Parola, scrittura e metafisica
Derrida sostiene che l’intera tradizione filosofica occidentale, coincidente con la storia della metafisica da Platone fino a Heidegger, svaluta il segno scritto e privilegia il segno orale: secondo tale tradizione la parola è legata alla presenza, mentre la scrittura è legata all’assenza. La parola parlata è presente a colui che la pronuncia e si rivolge sempre a una persona presente. Un testo scritto invece esiste anche in assenza del suo autore e si rivolge sempre a una persona assente. Secondo Derrida la metafisica privilegia la parola, considerandola l’espressione diretta della verità: questa, intesa come la presenza immediata di qualcosa alla coscienza, sarebbe presente solo nel discorso parlato. Il segno scritto invece è svalutato dalla metafisica, poiché è inteso come assenza, ossia come una negazione della presenza e quindi della verità. In definitiva, la metafisica confinerebbe la scrittura in un ruolo secondario, di traduzione e rappresentazione grafica della parola: il segno orale è il segno della cosa, il segno scritto è il segno del segno orale, nel senso che sta al posto della parola parlata e rinvia a essa.

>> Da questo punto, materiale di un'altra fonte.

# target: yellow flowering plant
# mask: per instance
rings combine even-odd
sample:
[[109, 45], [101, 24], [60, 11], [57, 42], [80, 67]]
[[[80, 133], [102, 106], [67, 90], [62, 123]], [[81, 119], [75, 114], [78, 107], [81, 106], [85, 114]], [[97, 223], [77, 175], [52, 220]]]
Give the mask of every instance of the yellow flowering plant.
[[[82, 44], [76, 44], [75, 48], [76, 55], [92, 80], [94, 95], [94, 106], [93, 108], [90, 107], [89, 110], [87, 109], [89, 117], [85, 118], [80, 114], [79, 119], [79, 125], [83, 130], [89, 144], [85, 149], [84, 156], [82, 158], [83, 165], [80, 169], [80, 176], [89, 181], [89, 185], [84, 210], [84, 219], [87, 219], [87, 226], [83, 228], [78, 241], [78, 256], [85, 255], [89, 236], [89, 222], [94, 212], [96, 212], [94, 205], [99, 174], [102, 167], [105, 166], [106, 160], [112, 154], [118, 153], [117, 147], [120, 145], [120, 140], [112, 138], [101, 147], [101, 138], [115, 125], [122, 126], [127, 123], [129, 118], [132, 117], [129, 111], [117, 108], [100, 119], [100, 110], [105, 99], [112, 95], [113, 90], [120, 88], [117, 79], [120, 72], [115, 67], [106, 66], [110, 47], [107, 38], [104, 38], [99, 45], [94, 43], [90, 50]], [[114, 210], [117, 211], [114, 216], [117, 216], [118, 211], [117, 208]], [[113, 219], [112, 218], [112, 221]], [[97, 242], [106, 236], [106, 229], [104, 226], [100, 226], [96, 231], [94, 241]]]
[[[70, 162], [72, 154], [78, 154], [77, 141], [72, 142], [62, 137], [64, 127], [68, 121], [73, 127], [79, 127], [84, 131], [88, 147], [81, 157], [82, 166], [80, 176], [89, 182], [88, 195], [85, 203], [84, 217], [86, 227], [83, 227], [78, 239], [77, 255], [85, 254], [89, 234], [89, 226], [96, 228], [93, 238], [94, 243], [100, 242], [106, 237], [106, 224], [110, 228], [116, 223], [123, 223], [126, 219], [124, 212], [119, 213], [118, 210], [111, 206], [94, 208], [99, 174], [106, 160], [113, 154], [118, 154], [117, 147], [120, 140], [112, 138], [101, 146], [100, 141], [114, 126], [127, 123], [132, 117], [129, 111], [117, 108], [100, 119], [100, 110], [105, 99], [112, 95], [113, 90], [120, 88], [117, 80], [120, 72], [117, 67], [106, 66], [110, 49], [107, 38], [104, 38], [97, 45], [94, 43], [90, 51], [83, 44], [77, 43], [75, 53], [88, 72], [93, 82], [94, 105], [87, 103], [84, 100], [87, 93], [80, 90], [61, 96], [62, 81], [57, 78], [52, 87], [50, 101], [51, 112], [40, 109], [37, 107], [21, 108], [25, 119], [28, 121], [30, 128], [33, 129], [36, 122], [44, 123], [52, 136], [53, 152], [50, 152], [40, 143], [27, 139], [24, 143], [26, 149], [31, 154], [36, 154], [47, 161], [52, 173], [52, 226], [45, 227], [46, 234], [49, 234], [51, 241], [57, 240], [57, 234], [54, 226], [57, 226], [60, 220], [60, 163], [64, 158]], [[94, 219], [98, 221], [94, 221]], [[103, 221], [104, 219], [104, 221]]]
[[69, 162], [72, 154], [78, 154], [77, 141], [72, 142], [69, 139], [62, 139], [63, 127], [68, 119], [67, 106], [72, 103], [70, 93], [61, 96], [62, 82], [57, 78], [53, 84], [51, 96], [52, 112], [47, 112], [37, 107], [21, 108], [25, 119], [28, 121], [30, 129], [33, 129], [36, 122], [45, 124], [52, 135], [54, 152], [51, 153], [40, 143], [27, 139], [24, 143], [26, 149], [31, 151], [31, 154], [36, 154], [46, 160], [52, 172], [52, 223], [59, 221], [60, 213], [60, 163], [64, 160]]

La decostruzione della metafisica
Sulla base di queste distinzioni Derrida contesta lo stesso concetto di “presenza” su cui sarebbe fondata la tradizione metafisica: l’idea di presenza è di per sé già un’illusione. Sulla scia di Heidegger Derrida giunge così al progetto di una decostruzione della metafisica. In primo luogo essa mette in questione le opposizioni concettuali classiche (per esempio, l’opposizione fra parola e scrittura), rovesciando la gerarchia che le comanda, ossia il predominio di un termine sull’altro. In secondo luogo, la decostruzione fa emergere una nuova prospettiva concettuale irriducibile al sistema di tali opposizioni. Derrida mostra poi che la definizione del segno scritto è in realtà la definizione di ogni segno: infatti ogni segno, anche quello orale, non significa mai la cosa stessa ma rinvia a un altro segno, il quale rinvia a sua volta a un altro segno, e questo processo di rinvio è interminabile. A questo funzionamento del segno Derrida dà il nome di différance: si tratta della differenza fra segno e segno (ogni segno rinvia a un segno differente da esso) e del differimento, o rinvio incessante, a cui è sottoposta la presenza della cosa. Sia nel discorso parlato, sia in quello scritto è impossibile risalire a una verità, a una presenza originaria, poiché ogni presenza è già presa nella rete infinita dei rimandi da segno a segno. Allo scopo di decostruire la metafisica Derrida trasforma la filosofia in una pratica di scrittura, o grammatologia, aperta alle influenze della letteratura e della psicoanalisi e nella quale la verità si dà proprio nella scrittura (che è ripetizione e differenza fra significante e significato) come differimento continuo e traccia.